5. **Default Model** -> the filename of the checkpoint you dropped in
   step 4 (e.g. `CyberRealisticXLPlay_V8.0_FP16.safetensors`).
6. Save.

For image editing (img2img), scroll to the **Image Editing** section in
the same panel and repeat with
[`../../workflows/img2img.json`](../../workflows/img2img.json) and
[`../../workflows/img2img.nodes.json`](../../workflows/img2img.nodes.json).

## 7. Test it

In any chat, click the image-generation button and prompt for an image.
Open WebUI submits the workflow to ComfyUI; the result drops back into
the chat when KSampler finishes. To test img2img, attach an image and
use the edit action.

## 8. (Optional) Install the smart-routing Tool

The image-button path always uses the admin's **Default Model**. To get
per-prompt checkpoint routing — e.g. "draw me a cyberpunk city" picks
CyberRealistic, "anthro fox warrior" picks one of the furry checkpoints —
install the `smart_image_gen.py` Tool. It exposes two methods the LLM
calls:

- **`generate_image`** for new images from scratch (txt2img).
- **`edit_image`** for modifying an image the user attached to the
  chat.
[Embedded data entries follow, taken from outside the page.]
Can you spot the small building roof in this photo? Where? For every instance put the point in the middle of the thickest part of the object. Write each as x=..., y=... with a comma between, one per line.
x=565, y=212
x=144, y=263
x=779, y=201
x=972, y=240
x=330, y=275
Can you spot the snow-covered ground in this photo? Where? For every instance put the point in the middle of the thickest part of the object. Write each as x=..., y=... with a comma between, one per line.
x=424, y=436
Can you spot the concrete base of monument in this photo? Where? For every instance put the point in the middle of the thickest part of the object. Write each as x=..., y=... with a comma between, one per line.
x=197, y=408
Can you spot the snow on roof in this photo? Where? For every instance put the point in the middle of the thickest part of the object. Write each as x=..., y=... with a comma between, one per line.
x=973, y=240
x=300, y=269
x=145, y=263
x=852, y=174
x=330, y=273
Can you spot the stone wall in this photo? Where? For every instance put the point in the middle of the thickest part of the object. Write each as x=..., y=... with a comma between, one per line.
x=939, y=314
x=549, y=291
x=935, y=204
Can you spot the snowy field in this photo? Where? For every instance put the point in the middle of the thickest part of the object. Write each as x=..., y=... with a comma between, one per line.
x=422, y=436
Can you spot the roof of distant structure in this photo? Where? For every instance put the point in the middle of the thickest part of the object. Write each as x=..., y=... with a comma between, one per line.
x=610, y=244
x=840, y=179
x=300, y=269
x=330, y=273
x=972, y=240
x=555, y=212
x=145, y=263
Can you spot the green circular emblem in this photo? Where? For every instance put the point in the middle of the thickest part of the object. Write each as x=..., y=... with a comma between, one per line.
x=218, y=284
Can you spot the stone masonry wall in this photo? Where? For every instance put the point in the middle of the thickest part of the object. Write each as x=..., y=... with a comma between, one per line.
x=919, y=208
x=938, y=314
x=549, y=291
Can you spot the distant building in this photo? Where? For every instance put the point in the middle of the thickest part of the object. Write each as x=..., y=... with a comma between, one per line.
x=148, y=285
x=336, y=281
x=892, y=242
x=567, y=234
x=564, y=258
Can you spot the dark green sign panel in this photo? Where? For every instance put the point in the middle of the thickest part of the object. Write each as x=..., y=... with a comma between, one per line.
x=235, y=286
Two modes:
    - With `mask_text` — text-targeted inpainting via GroundingDINO+SAM
      (e.g. "the dog's collar"). Only the named region is repainted.
    - Without `mask_text` — full img2img which reimagines the whole
      image at the requested denoise.

Both auto-route to the right SDXL checkpoint per request.

> **First inpaint takes a few minutes**: SAM-HQ (~2.5 GB) and
> GroundingDINO (~700 MB) auto-download into the `comfyui-models`
> volume on the very first call to `edit_image` with `mask_text`.
> Subsequent inpaints are instant.

1. **Workspace -> Tools -> +** (top-right).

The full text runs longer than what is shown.